But Whitman’s is a lonely voice. Among Republicans in elected office, knee-jerk obstinacy prevails. The Republican House has actually tried to prohibit the Defense Department from preparing for climate change.
This partisan retreat from reality is crazy and irresponsible, but it’s not by chance.
Republicans have fallen captive to a disinformation campaign bankrolled by fossil-fuel interests and anti-government billionaires. Jane Mayer detailed this shadowy political network in her book “Dark Money.” More recently The Washington Post reported on how tax-exempt non-profits have blocked action on climate change.
As Hurricane Irma picked up steam, right-wing broadcaster Rush Limbaugh asserted that the media was hyping the hurricane “to advance this climate change agenda.” By Thursday, Limbaugh, was announcing plans to evacuate his Palm Beach home.
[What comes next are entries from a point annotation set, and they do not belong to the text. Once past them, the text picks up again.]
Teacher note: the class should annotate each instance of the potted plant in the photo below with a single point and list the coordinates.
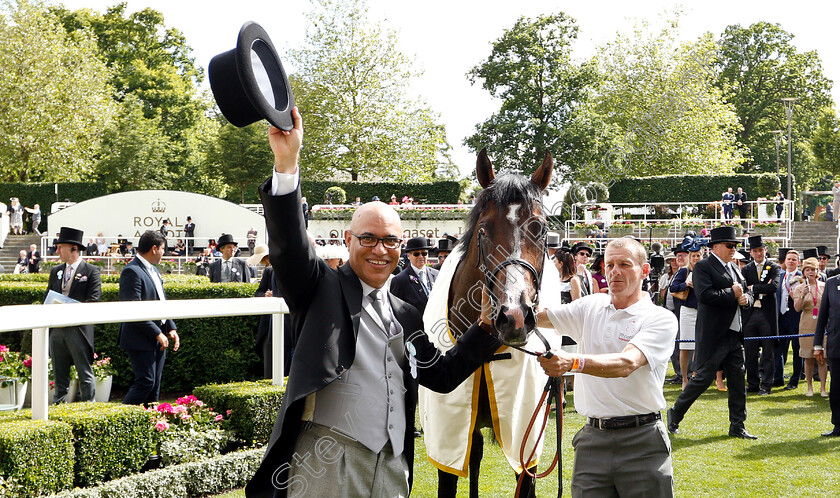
(658, 229)
(583, 229)
(104, 373)
(15, 372)
(621, 228)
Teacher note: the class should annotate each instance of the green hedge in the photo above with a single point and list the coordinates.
(253, 406)
(688, 188)
(202, 478)
(212, 349)
(36, 456)
(443, 192)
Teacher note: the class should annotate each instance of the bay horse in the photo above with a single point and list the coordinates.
(503, 249)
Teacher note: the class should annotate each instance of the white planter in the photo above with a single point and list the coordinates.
(103, 389)
(13, 395)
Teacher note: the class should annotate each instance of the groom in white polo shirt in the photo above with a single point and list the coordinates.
(625, 343)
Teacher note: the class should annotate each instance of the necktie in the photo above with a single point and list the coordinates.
(379, 307)
(423, 282)
(68, 275)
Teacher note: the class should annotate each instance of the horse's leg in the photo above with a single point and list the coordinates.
(475, 461)
(447, 484)
(528, 488)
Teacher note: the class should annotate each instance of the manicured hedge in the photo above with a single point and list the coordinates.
(36, 456)
(444, 192)
(687, 188)
(253, 406)
(202, 478)
(212, 349)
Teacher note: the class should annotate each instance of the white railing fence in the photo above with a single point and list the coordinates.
(40, 318)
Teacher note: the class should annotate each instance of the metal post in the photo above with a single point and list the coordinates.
(277, 366)
(40, 377)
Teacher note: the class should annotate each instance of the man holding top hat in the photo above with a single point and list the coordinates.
(228, 268)
(761, 320)
(414, 284)
(79, 280)
(721, 297)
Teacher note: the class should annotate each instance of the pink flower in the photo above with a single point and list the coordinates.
(165, 408)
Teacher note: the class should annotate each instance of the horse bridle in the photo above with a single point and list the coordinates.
(551, 391)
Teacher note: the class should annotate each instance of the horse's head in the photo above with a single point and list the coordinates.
(508, 229)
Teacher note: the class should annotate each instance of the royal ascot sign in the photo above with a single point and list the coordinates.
(129, 214)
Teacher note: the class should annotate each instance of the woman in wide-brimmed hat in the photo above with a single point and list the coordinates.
(806, 299)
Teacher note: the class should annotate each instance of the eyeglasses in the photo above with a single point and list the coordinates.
(371, 241)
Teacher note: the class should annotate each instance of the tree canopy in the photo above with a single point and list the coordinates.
(351, 85)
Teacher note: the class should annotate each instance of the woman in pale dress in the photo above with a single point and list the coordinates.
(806, 299)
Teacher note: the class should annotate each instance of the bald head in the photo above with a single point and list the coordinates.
(375, 212)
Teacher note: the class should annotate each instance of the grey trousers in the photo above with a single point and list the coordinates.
(633, 462)
(327, 464)
(69, 347)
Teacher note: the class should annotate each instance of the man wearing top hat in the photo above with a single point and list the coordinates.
(414, 284)
(79, 280)
(721, 296)
(761, 320)
(228, 268)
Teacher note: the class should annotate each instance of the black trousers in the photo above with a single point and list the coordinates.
(757, 326)
(834, 394)
(729, 357)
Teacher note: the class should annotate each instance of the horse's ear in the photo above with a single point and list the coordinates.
(484, 170)
(542, 176)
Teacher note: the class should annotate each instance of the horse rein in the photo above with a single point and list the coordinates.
(551, 391)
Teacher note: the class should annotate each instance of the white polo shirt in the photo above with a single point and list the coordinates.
(599, 328)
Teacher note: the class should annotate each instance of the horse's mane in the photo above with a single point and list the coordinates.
(505, 190)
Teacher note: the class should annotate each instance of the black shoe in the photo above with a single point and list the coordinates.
(741, 433)
(673, 427)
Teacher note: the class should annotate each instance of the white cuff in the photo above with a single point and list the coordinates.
(284, 183)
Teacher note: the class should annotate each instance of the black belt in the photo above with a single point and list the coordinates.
(611, 424)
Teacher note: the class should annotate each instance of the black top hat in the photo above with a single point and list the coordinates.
(580, 246)
(783, 252)
(418, 243)
(810, 253)
(445, 245)
(249, 82)
(69, 235)
(755, 242)
(723, 234)
(225, 239)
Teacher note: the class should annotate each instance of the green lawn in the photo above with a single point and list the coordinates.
(789, 458)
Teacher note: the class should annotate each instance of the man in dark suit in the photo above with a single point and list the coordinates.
(741, 202)
(228, 268)
(145, 342)
(189, 233)
(33, 258)
(359, 356)
(77, 280)
(828, 323)
(721, 296)
(761, 320)
(414, 284)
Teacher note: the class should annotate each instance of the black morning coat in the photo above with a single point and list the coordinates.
(326, 308)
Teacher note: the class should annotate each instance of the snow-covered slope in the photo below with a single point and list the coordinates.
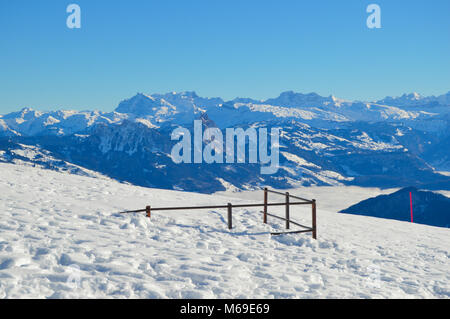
(60, 236)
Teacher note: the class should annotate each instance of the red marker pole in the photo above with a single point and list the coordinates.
(410, 203)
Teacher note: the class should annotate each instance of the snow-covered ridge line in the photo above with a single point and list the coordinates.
(181, 108)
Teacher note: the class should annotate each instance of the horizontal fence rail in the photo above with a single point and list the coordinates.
(300, 201)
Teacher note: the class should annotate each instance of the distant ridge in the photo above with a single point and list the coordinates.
(429, 208)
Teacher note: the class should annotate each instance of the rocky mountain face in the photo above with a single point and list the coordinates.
(428, 208)
(395, 142)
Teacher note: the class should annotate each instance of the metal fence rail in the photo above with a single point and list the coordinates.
(300, 201)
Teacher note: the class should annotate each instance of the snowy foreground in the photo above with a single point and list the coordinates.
(61, 237)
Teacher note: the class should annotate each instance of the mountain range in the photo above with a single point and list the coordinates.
(394, 142)
(428, 208)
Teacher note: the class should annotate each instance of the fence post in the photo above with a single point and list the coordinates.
(230, 217)
(287, 210)
(265, 205)
(314, 219)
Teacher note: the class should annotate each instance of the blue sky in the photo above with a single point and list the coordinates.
(227, 48)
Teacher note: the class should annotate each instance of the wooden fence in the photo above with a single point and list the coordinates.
(287, 203)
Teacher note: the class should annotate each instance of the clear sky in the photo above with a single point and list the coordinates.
(244, 48)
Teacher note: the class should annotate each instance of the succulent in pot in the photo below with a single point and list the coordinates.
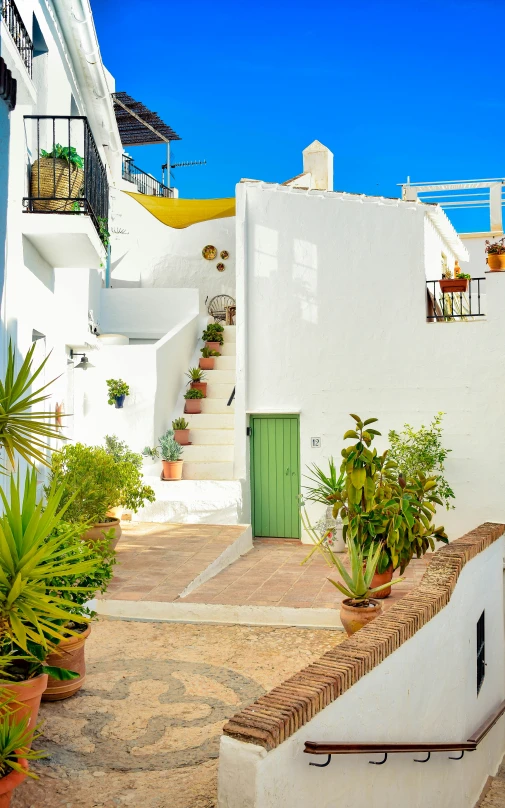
(197, 381)
(193, 401)
(181, 431)
(117, 392)
(207, 359)
(495, 251)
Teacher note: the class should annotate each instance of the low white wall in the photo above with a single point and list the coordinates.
(424, 692)
(145, 313)
(147, 253)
Beating the storm out of town is not so easy for many millions of people. In South Asia, the worst monsoons in decades have killed thousands this summer. Climate change also increases the risk of famine caused by droughts such as the one pounding Montana and North Dakota and fueling wildfires.
Science told us that storms would intensify as land and water heat up. Unusually hot seas fueled Harvey and Irma, supercharging them with more moisture and energy. As rain increasingly falls in a single big storm, rather than a series of smaller ones, droughts also are becoming more intense. None of this is a surprise. By the end of the 19th century, scientists were warning of a warming effect from burning coal and other fossil fuels which puts heat-trapping gases into the atmosphere. The science is solid and near unanimous, the evidence ever more compelling and the costs rising.
No one is more data-driven than an insurer. Last week Lloyd’s recommended steps, such as coastal wetlands restoration, to mitigate harm from climate change. “We know that the climate is changing and with it traditional weather patterns. . . . The world’s poorest countries face particularly acute problems — because they are on the front line of extreme weather, and are the places least able to fund recovery efforts.”
Republicans may have deluded themselves that they are protecting U.S. economic interests by ignoring the climate threat. But, as U.S. military leaders warned a decade ago, their inaction puts Americans at risk.